I’m on the committee for Liturgy and Music here at GC, which gets the first look at the resolution to approve and use the Same-Gender Blessings created over the last three years by the Standing Commission on Liturgy and Music (SCLM). Tonight was our public hearing, which all of us on the committee were anxiously awaiting. This was our big night.
When trying to work out the guidelines for how to run the hearing (order of speakers, time limit, etc), there was a lot of speculation about what would happen. Would we have too many people? Or barely any? The Church has been talking about this for awhile now. A LONG while. Years. Some wondered if all the talking people wanted to do had already happened, especially at the last GC in 2009 when we first approved the development of these rites. In addition, I think we were all a bit wary of sitting in a room for two hours watching people yell at each other about something most people take quite personally.
So it is with great happiness that I tell you the hearing went well, the speakers were all civil, and we even ended early. Some speakers said that we’ve been talking about this for too long. Others said we’re going too fast. Neither argument is new, which is part of why to me they are both right.

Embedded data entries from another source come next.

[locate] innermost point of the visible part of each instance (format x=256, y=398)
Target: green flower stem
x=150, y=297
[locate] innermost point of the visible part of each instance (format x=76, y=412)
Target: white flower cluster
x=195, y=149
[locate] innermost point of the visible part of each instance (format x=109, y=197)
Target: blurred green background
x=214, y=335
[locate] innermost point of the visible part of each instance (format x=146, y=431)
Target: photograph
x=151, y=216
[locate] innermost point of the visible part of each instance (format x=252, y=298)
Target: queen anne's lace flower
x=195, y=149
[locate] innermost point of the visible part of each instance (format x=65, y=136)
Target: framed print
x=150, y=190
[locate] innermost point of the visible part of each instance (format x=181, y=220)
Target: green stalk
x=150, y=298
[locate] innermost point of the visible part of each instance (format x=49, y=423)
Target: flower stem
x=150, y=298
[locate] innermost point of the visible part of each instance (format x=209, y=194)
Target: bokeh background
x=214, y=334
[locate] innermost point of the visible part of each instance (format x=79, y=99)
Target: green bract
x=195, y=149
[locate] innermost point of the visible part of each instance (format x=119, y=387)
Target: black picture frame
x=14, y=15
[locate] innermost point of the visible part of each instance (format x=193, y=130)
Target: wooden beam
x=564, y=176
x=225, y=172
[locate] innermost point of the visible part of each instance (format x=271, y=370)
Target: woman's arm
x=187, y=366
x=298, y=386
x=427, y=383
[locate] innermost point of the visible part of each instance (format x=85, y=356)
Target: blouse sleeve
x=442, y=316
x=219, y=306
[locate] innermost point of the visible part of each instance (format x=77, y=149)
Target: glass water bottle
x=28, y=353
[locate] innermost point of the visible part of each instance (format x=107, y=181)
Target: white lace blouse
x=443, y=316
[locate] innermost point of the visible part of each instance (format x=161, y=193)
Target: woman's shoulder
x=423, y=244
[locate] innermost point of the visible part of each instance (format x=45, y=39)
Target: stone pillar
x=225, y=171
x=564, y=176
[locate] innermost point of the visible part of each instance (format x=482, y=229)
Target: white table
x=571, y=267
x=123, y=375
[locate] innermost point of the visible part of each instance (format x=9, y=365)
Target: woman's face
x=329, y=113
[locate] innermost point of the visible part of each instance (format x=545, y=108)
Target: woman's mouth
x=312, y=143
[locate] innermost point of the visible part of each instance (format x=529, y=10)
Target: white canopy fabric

Yes, this is slow. This is painstakingly and annoyingly slow. We only have convention every three years, so anything that can’t be made in eight days (such as an entire liturgy) has to be given to committee and come back three years later. Changes to big things like the constitution or canons are even worse, because they require passage at more than one convention. We have hearings and more hearings. We talk about it in the House of Bishops and in the House of Deputies. We have special consultations and our own weird network of insider blogs that I’m only just discovering myself. And for those who are waiting, it is an eternity. Imagine getting engaged, and then planning the wedding for 15 to 30 years.
But it’s slow for a reason, and in the end I think it’s a good one. The easier it is to change something, the easier it is to change back. Just think of fad diets. Sure it’s simple to drink nothing but juice for a week, but you’ll be back to french fries in even less time. It’s a lot harder to change your whole pattern of diet and exercise, but in the end the change is more likely to be permanent. This is why it takes two General Conventions to change a canon. This is why we’ve been talking about Blessings for years. We need to be sure that if we do this, it will stick.
How many Episcopalians does it take to change a light bulb?
That depends, how many people are on the Change Committee?